Aside from programming - one of the main components to consider when improving in Powerlifting is how we move a weight from A to B. Yes, we’re just asked to move a fixed object from point A to point B, but how we do it can drastically change how much weight is moved and is one of the variables that separates novices from world-class athletes. One of the best ways of bridging this gap and facilitating progress is to have an athlete record a video of themself lifting and to analyze that footage and look for ways of improving performance. We’re talking about lifting technique, and how to analyze this.


When we look at lifting footage it’s useful to approach it in a step-by-step manner and keep a few key goals in mind. The primary goal is seeking peak efficiency and allowing an athlete to master the skill of moving the barbell a specified way given the rules and goal of the lift.

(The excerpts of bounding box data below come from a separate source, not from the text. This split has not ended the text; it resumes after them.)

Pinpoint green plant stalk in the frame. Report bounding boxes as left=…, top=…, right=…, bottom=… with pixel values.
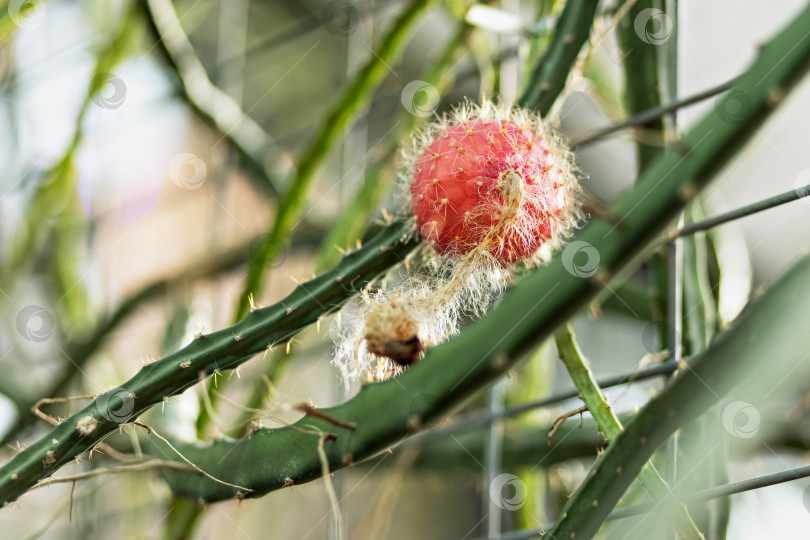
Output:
left=508, top=341, right=552, bottom=528
left=554, top=323, right=703, bottom=539
left=138, top=0, right=293, bottom=196
left=142, top=4, right=810, bottom=502
left=221, top=21, right=470, bottom=435
left=0, top=233, right=310, bottom=445
left=616, top=0, right=664, bottom=170
left=196, top=0, right=432, bottom=438
left=518, top=0, right=599, bottom=112
left=0, top=4, right=137, bottom=281
left=315, top=21, right=471, bottom=271
left=0, top=222, right=417, bottom=502
left=547, top=254, right=810, bottom=538
left=236, top=0, right=432, bottom=320
left=678, top=199, right=729, bottom=538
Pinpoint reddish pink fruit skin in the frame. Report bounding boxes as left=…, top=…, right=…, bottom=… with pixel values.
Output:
left=411, top=120, right=566, bottom=266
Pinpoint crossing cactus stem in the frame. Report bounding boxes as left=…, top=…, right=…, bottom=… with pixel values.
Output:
left=547, top=257, right=810, bottom=538
left=0, top=221, right=417, bottom=503
left=152, top=8, right=810, bottom=506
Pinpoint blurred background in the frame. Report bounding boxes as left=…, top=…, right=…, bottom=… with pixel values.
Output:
left=0, top=0, right=810, bottom=539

We often use cues to do this, but the goal isn’t to find the best cue, the goal is to need no cues and to be able to focus purely on the work of moving the bar, and not on how the athlete moves the bar.


We’ve outlined a sequence for analyzing training footage below, listed as a series of steps. These are ordered steps, but they aren’t mutually exclusive and there’s often a crossover and repetition of some of these steps that happens over a lifter’s journey.

1) The Big Picture

These are global technical breakdowns. We’d aim to look at the whole ‘system’ - the lifter and bar and contact with the floor/bench. We’d be asking questions like: Do we see potentially dangerous practices that could injure the lifter? Fixing these is top of our list of things to fix and a prerequisite for further steps below. Things that fall into this category include excessive spinal rounding, suicide gripping, divebombing a squat, extreme or illegal bar placement on the back for squats etc. Teaching lifters to correct these issues with the necessary combination of further specific strength training, flexibility work, and technique work will become a top priority here.

2) Stance Selection - Contact With The Floor

Once we’ve made sure a lifter is performing lifts safely, we can start to choose optimal stances in their lifts. We’d look to explore concepts like: Would this lifter best suit sumo or conventional deadlifts? Would they benefit from flat shoes or heels when squatting? How far out should their feet be placed when generating leg drive when benching? These changes aren’t permanent. This process will be revisited many times over the course of an athlete’s development. As a lifter advances and is more confident with the success and efficacy of each chosen stance, this will happen less often. How you determine optimal stance isn’t a question easily answered, but a combination of strength, strength potential, safety, lack of pain, how the stance of one lift compliments the performance of another lift, and leverages must play into that decision.

3) Technical details

Once we’ve secured stance and basic safety checks, we can move on to smaller, more intricate improvements. Most lifters will spend the majority of their time reviewing videos performing this step. This is a stage that can take years, primarily because there are so many potential changes to make, and secondly because of the time it takes to transfer a change into a real, long-lasting improvement to the movement motor pattern and overall efficiency of the lift. Cues are usually implemented at this stage as corrective tools and can be useful for many lifters but are not the only way to address small-scale changes.


In this stage, we would look to address issues with bracing, hip position, small changes to foot and hand position, bench arch and global tightness, or where the bar touches on the chest in bench. We’d also look to develop a routine as the lifter approaches the bar or performs their unrack/walk-out to consolidate consistency. Most cues fall under the umbrella of fine technical details, and it’s in this stage that real efficiency in a lift is cultivated.

4) Bar Path, Speed and Other Metrics

With most of the work seemingly done, what else can we look at? There’s a lot more to look at and correct in lifting videos besides what the lifter looks like and the overall mechanics of the movement. This is the point at which we can address factors like bar speed, peak acceleration, and overall path. These quantitative observations can make massively meaningful contributions to the overall movement and are often valuable when combined with qualitative feedback from the lifter in terms of perceived effort. We’d look to ask questions like: Is the athlete slow in a place where other comparable athletes are usually fast? How does the bar path compare to a generalized model of bar path for the lift in question? Similarly, how does peak acceleration pair up with data on acceleration in averaged groups of athletes? Video analysis apps are capable of drawing bar paths and estimating bar speeds in an accessible way, but the numeric data is going to be more accurate from accelerometer devices like a RepOne unit.

5) Psychological Factors Related to Performance

Assuming that all physical factors have been covered, the only changes left are changes to athlete psychology, which can be picked up in lifting videos in subtle ways. We’d consider things like how the athlete approaches the bar. What are they thinking about? Are they calm or tense? Is this state of arousal or hype repeatable for them? Does it lead to consistent outcomes? Does the athlete approach near-maximal loads the same way they approach warmups?

Video analysis is a vital part of assessing and improving lifts, but the spectrum of corrections necessary to progress spans well outside video analysis and into programming changes and everything it takes to make a lifter stronger.


The point is that worrying about bar speed on the first half of a deadlift before worrying about more fundamental movement issues is baseless, and worrying about tiny technical details before major stance selection isn’t logical!